93 Using Microsoft-Excel to Study Distribution of Data Suppose that you have performed a series of measurements for the same value of the physical quantity C. This quantity C is measured in the same imaginary units cooms. The measurements are entered in column A of the Distribution Data - worksheet of the file sample0.xls. Together there are 150 measurements performed to measure the value of quantity C, as it can be seen from cell D5 of the worksheet. There are significant fluctuations between the measurements, as it can be seen from the minimum (=MIN(Range)), the maximum (= MAX(Range) ), and the mean (=AVERAGE(Range)) values calculated in cells D2, D3 and D4 for this distribution. If you are using MS-2003, the sample distribution for this data set can be found using the special Data Analysis tool package available under the Tools -menu of MS-Excel.

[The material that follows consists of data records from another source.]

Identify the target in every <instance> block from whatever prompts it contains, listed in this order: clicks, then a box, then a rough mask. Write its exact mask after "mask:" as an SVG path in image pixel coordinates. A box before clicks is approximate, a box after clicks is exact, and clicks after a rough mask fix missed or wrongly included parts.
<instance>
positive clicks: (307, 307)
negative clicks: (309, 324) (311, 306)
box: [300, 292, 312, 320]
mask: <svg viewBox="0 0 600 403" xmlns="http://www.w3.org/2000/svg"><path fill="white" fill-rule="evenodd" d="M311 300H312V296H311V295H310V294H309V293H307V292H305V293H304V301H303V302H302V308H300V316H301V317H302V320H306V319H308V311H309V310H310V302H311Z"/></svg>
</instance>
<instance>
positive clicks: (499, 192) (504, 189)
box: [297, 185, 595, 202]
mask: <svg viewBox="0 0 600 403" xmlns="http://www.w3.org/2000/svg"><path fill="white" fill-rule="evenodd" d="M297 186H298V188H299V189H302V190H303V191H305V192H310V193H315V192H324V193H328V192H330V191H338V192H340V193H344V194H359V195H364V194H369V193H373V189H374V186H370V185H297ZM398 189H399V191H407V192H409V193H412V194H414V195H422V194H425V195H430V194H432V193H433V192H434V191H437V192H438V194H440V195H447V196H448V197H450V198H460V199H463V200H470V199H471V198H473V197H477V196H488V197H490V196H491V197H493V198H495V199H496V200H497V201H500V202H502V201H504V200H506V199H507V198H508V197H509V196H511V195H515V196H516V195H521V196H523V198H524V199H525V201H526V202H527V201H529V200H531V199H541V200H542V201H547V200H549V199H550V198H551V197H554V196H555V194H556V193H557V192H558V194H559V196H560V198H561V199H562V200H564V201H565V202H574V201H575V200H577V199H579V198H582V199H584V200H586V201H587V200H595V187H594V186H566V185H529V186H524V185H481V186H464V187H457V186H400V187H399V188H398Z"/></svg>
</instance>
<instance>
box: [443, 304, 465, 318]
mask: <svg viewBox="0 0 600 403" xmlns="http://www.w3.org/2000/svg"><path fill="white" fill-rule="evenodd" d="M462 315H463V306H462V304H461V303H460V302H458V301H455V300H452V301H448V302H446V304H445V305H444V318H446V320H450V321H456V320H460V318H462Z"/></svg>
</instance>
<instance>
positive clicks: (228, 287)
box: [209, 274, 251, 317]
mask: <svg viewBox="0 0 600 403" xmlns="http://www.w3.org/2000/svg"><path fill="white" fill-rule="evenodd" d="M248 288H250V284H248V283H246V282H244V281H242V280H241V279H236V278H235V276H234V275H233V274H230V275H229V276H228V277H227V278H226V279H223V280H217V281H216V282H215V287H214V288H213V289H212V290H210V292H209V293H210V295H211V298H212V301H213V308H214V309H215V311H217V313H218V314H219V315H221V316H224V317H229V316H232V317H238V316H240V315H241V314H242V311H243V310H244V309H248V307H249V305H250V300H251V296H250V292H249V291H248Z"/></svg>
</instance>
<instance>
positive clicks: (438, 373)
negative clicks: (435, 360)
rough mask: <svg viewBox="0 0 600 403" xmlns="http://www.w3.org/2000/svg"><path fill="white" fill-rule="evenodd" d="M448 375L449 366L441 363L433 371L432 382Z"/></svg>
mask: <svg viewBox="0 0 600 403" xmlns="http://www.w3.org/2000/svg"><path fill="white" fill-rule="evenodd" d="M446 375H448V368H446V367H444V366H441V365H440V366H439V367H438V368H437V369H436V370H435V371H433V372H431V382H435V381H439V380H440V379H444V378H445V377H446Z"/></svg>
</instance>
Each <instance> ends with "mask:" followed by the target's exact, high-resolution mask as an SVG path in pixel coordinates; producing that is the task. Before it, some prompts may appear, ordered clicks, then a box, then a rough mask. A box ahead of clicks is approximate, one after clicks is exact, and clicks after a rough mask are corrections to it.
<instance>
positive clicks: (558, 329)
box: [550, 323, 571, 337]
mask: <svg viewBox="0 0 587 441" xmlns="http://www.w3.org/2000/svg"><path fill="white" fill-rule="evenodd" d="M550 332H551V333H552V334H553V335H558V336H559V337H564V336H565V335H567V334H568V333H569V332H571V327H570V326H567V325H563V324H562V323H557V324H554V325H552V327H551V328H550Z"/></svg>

If you can not find this tool in the menu, you should install it by clicking Add-Ins under Tools menu and choose Analysis ToolPak to be installed. Once the Data Analysis tool is installed, you should run it and choose Histogram from the list of analysis tools. If you are using MS-2007, the sample distribution for this data set can be found using the special Data Analysis tool package available under the Analysis -group of the Data-tab. If you can not find this tool in the menu, you should install it by clicking Click the Microsoft Office Button, and then click Excel Options. Click Add- Ins,and then in the Manage box, select Excel Add-ins. Click Go. In the Add-Ins available box, select the Analysis ToolPak check box, and then click OK. After you load the Analysis ToolPak, the Data Analysis command is available in the Analysis group on the Data-tab. Once the Data Analysis tool is installed, you should run it and choose Histogram from the list of analysis tools. The Histogram tool requires the input range of data. This range consists of the C- values from column A in the worksheet. It will also require the bin range. This range has been created in advance in column F of the Distribution Data -worksheet. I have chosen the size of the bin as 10 cooms. So the data points in column F are starting just below the minimum value of quantity C from the measured data, changing by 10 cooms

94 from the previous cell to the next cell, and ending just above the maximum value of quantity C from the measured data. Column F is used as the bin range for the Histogram tool. The output results are placed in columns G and H. Column G contains the same bin range, column H indicates how many times the values from the bin range were detected during the experiment among the values from the input range from column A. The data in column H is not normalized. This distribution can be normalized if all the values in column H are divided by the total number of coom measurements. These normalized frequencies are entered into column I of the worksheet. The distribution data from columns G and I are then graphed as a histogram in the Histogram chart of the sample0.xls file. This is done based on the standard graphing directions from the Graph and Fit Data with MS Excel-section of the University/General Physics laboratory manual. Columns G and I are now representing the sample distribution of our data, which we just graphed, and it is ready for further analysis to see what parent distribution it fits the best.